Elbow - Dead in the boot - Albums - Reviews - Soundblab

Elbow - Dead in the boot

by James Bray Rating:8.5 Release Date:2012-08-27

The fact that Elbow can now release a collection of b-sides and obcure non-album tracks which will actually sell is an impressive feat in itself. In fact, this kind of collection of odd songs is a good idea for a prolific band which had many stalled starts. After initially signing a deal in 1998, Elbow changed record companies on a number of occassions before eventually releasing Asleep in the Back in 2001. This record was an impressive debut but, despite critical acclaim, it weighed the fledgling band down with it's overwrought melancholy.

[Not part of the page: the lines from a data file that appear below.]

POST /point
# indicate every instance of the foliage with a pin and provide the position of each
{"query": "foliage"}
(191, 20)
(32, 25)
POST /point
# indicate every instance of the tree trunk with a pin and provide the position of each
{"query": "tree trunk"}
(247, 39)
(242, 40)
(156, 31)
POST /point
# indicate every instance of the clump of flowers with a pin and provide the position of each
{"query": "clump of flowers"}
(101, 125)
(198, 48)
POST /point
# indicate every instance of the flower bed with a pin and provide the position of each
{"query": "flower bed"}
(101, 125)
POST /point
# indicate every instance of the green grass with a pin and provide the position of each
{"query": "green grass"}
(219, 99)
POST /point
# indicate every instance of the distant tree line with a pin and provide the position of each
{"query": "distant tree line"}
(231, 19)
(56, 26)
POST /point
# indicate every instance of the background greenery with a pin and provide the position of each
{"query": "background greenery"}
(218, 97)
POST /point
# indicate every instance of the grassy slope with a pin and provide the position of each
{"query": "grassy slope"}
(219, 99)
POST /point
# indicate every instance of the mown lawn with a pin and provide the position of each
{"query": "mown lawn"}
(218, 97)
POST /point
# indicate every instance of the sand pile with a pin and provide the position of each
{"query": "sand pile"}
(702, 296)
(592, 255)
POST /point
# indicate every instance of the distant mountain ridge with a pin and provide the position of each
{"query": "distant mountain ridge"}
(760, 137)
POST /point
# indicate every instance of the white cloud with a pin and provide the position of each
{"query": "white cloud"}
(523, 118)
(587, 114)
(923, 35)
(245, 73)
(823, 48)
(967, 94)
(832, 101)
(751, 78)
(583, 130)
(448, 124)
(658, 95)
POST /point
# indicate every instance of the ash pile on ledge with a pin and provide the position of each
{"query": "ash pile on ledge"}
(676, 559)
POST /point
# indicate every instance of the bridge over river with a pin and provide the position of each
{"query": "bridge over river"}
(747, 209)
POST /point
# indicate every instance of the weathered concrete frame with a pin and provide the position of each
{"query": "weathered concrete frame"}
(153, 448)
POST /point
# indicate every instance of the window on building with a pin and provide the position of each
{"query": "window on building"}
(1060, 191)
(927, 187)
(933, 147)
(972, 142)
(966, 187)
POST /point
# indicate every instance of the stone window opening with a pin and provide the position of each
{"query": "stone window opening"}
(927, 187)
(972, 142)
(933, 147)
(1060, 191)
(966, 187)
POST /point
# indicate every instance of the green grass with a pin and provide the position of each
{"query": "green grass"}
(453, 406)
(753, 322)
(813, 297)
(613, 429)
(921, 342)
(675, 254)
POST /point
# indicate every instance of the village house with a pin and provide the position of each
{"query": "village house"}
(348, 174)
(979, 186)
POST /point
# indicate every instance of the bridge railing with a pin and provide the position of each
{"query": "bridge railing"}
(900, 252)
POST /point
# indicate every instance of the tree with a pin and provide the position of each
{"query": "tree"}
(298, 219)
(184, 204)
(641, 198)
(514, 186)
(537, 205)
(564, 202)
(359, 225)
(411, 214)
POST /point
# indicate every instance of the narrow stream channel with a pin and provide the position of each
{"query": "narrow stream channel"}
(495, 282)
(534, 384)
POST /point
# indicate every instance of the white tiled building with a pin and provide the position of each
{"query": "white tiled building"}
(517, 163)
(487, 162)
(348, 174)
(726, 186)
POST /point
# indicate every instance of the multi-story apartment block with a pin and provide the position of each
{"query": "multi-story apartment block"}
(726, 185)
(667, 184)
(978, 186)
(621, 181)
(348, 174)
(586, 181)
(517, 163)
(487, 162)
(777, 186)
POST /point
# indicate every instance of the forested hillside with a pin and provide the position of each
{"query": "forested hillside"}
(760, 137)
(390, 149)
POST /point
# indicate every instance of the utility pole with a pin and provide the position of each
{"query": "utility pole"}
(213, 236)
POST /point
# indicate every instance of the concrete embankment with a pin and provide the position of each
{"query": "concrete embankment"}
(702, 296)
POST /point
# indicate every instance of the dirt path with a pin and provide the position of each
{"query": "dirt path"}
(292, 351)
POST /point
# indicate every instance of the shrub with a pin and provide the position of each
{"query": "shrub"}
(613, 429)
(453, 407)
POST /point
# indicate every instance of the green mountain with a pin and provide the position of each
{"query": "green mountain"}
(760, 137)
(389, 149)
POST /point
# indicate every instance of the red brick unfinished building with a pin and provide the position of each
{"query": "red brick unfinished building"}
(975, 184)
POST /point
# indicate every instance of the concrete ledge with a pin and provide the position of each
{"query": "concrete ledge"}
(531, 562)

Elbow then went on to release two superior albums A Cast of Thousand and Leaders of the Free World before achieving big commercial success with The Seldom Seen Kid in 2008, 10 years after being signed by Island Records.

Dead in the Boot is an ironic nod to moody, reclusive debut record Asleep in the Back, showing that Elbow really came into their own when they dropped any self-regarding mopiness and established their own style. Compared to the blockbuster success of The Seldom Seen Kid, this collection is a like an independent British film. The music goes from the bootleg above a pub of 'McGreggor' to the wide-screen cinematics of 'Love Blown Down' and it all perfectly suits Garvey's remarkable lyrics and well-hewn vocals.
When Elbow started out they went for a homely, acoustic version of 90s era prog-rock. To that extent, Dead in the Boot is reminiscent of Radiohead's Ok Computer-era b-sides. 'Lucky with Disease' and 'Love Blown Down' are very similar in atmosphere to the b-side of 'Paranoid Android', 'A Reminder', except that instead of the songs being about alienation and falling asleep in international airports, they're about dreamy train journeys in the north. In spite of its prog tendencies, this record takes Elbow back to their roots and is evocative of other Manchester bands; the songs have the kind of bittersweet euphoria you associate with Doves, The Smiths and Badly Drawn Boy.
What makes this collection really stand up on its own is that Elbow is band which has always put songwriting first; they've spent years working at it, and it really shows. At this point in their career they have a huge back-catalogue of material for fans and newcomers to delve into and travel far in. Elbow are undoubtedly one of the best bands the UK has produced in the last 25 years; it just took a while for everyone to catch on. They are now rich and successful and have been embraced by the British establishment (the group wrote the BBC's theme to the 2012 Olympics) so they don't need anymore help. However, this collection is still a welcome reminder of just how good they always have been.